Wellness Apps and Privacy

From Seyfarth Shaw LLP, by Diane Dygert:

  • Employers are increasingly interested in providing wellness tools, such as apps and wearables, to enhance employee benefits. These tools, which cover various areas like mental health, physical fitness, and financial fitness, are relatively inexpensive and easily accessible.
  • The Health Insurance Portability and Accountability Act (HIPAA) protects the privacy and security of individually identifiable health information. However, this only applies to data created or maintained by a “covered entity”, usually healthcare providers or health plans. Many wellness apps are not developed by such entities, and therefore, their data may not be protected by HIPAA.
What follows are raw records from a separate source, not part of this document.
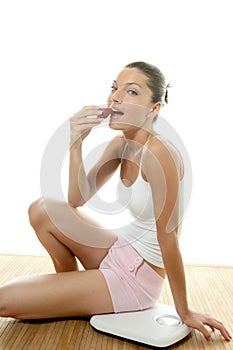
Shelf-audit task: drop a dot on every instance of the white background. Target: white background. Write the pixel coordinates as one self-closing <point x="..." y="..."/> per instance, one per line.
<point x="57" y="56"/>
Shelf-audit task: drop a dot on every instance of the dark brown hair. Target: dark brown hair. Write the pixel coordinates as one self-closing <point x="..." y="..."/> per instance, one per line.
<point x="156" y="80"/>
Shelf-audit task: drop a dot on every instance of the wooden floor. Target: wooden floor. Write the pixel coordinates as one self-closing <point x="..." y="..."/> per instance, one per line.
<point x="210" y="290"/>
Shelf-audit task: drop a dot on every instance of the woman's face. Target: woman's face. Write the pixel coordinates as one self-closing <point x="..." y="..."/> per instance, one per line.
<point x="130" y="99"/>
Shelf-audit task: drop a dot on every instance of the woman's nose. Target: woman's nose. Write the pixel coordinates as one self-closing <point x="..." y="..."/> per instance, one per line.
<point x="117" y="96"/>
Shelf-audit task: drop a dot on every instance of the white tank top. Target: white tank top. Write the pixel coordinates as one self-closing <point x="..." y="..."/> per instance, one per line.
<point x="141" y="232"/>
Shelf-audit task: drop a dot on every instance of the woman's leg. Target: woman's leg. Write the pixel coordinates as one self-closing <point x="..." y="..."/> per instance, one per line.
<point x="77" y="293"/>
<point x="67" y="233"/>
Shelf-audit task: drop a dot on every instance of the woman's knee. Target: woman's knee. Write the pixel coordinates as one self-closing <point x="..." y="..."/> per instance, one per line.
<point x="37" y="213"/>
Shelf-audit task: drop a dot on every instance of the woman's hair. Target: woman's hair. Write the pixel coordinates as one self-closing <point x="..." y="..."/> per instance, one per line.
<point x="156" y="82"/>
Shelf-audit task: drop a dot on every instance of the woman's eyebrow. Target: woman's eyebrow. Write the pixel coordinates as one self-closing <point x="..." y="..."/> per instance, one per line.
<point x="129" y="83"/>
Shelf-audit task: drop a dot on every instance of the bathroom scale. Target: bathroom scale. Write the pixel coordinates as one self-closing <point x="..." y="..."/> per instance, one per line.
<point x="158" y="326"/>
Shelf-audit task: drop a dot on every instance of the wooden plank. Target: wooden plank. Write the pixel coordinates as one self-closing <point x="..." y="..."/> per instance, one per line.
<point x="210" y="289"/>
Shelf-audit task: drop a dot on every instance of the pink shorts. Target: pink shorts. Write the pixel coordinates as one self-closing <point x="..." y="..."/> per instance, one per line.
<point x="132" y="283"/>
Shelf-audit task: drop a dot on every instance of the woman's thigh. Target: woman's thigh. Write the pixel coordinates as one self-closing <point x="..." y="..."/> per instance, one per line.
<point x="85" y="238"/>
<point x="78" y="293"/>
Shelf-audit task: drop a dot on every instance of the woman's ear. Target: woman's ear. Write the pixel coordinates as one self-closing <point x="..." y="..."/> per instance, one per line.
<point x="154" y="111"/>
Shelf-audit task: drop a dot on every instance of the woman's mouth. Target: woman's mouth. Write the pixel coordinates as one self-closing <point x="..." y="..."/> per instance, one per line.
<point x="116" y="114"/>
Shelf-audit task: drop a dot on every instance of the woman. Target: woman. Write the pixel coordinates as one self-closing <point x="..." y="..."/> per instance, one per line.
<point x="125" y="267"/>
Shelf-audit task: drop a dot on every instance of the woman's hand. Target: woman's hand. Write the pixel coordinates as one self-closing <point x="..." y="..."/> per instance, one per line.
<point x="199" y="321"/>
<point x="82" y="123"/>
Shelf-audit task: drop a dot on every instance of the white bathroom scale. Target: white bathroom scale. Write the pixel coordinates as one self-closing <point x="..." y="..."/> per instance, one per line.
<point x="159" y="326"/>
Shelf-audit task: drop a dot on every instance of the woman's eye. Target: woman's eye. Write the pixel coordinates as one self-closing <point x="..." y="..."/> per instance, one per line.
<point x="132" y="92"/>
<point x="113" y="88"/>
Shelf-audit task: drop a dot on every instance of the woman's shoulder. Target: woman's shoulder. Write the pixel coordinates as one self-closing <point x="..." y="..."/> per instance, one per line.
<point x="163" y="150"/>
<point x="117" y="145"/>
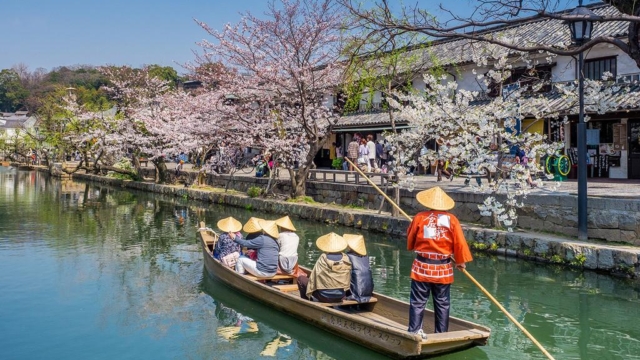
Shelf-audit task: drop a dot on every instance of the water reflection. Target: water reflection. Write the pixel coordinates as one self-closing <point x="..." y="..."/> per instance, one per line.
<point x="131" y="261"/>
  • If a wellness app is provided as part of an employer’s health plan, the underlying data collected may be considered HIPAA Protected Health Information (PHI). In such cases, the wellness vendor and the health plan must enter into a HIPAA compliant business associate agreement outlining the uses and security measures for the PHI.
  • State laws may also impact the privacy of health data collected through wellness apps. Several states are passing their own privacy laws to cover health data privacy gaps in HIPAA’s scope. However, most of these laws exclude information collected in the scope of an employment relationship, and the extent of these exclusions is not yet clear.
  • Employers deploying wellness apps should consider privacy implications at both federal and state levels before implementation. Failure to do so could potentially lead to privacy law liability.